Nevertheless, Bildt said he was confident that the German political parties would be able to come to an agreement on such a law.

“There is no major dissent on the political scene in Germany on this particular issue,” he told journalists.

Bildt even said that he understood the concerns highlighted in the court’s decision.

“In Sweden, we have a strong role in the parliament in the procedure for taking the decisions inside the European Council.”

“What might be happening now is that Germany is going to move in that direction, it is not necessarily a bad thing that states involve their national parliament in the European decision making process,” Bildt said.

The Lisbon Treaty — which aims to streamline decision-making in the EU and create the positions of an EU president and a foreign policy supremo — must be ratified by all 27 member states before it can come into force.

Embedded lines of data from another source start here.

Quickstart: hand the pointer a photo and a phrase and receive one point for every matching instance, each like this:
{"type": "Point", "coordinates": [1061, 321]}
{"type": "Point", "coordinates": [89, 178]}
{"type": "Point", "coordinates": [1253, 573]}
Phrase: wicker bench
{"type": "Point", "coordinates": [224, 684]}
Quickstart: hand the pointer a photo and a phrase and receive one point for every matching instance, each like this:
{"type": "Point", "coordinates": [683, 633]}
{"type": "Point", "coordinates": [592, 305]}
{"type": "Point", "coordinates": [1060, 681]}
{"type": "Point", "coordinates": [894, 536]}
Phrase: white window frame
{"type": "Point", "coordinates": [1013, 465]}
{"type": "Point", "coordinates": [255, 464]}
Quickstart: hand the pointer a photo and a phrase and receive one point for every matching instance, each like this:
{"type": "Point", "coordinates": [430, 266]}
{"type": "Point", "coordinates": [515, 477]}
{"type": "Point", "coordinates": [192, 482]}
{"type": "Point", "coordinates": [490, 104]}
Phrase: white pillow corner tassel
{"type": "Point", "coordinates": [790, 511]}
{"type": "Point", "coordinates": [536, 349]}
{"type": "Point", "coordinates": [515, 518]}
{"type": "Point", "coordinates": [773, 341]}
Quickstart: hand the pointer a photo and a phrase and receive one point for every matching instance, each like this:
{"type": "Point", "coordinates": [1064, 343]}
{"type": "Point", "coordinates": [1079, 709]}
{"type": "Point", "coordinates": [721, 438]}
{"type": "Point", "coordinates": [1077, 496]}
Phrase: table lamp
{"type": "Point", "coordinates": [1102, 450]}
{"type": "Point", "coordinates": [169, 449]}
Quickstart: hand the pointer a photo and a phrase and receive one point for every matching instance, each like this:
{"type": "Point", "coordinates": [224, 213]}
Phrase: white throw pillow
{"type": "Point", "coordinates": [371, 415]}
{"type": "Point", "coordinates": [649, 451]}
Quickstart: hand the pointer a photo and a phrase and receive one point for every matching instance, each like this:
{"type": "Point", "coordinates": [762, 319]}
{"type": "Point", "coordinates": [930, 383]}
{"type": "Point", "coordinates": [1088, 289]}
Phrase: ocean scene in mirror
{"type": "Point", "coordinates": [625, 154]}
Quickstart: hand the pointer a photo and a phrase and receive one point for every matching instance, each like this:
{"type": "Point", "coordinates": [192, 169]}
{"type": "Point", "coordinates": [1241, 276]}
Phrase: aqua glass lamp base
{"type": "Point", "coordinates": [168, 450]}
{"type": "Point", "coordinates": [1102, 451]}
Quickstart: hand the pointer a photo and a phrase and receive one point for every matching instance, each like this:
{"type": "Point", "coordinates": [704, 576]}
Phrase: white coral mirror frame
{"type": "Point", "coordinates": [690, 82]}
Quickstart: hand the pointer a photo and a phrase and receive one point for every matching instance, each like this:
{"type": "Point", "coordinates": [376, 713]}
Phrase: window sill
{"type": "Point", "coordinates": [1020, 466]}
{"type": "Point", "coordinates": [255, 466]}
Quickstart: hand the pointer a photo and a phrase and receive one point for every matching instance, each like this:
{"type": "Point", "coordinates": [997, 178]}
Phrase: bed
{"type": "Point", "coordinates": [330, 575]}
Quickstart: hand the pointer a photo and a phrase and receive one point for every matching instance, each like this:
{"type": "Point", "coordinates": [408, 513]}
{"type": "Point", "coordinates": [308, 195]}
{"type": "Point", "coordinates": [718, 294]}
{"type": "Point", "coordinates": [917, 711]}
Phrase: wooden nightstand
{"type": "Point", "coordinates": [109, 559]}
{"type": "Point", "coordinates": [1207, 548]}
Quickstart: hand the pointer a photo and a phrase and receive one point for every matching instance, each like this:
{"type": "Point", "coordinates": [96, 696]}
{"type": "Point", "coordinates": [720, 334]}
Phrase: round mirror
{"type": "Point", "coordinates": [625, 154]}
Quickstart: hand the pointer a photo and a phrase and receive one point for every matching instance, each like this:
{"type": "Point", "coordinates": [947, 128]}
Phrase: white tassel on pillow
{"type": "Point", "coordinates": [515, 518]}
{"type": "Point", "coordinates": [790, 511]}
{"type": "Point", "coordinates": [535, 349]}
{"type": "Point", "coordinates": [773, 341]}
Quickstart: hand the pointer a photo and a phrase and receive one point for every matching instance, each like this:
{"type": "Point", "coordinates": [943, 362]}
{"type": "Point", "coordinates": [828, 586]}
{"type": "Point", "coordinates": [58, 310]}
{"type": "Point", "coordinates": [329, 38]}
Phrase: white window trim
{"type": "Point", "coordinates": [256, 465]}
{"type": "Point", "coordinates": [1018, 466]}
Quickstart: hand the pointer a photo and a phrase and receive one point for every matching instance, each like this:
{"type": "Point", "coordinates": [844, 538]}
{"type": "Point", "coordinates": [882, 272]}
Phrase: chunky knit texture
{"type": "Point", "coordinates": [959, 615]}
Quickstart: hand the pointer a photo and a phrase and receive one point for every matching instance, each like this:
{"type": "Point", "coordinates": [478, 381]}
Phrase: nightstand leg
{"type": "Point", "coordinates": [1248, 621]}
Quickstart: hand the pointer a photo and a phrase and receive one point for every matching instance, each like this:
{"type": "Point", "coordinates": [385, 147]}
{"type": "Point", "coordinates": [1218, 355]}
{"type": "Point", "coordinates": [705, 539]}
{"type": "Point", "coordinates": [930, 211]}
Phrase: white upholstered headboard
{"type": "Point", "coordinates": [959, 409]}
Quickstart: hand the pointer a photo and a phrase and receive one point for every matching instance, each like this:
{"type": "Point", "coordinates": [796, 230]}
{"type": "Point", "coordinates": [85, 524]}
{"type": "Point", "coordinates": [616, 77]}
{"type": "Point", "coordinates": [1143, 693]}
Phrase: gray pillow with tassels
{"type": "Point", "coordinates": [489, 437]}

That process was hampered last year when Ireland rejected the treaty in a referendum over fears that it could affect the country’s neutrality policy and abortion.

Following the shock 53-47 percent vote against the reforms, opinion has swung in favour of Lisbon as the global financial crisis has hit the former “Celtic Tiger” economy harder than most and Irish voters are set to vote again in October.

The eurosceptic presidents of the Czech Republic and Poland are refusing to sign the treaty until the Irish vote has been completed.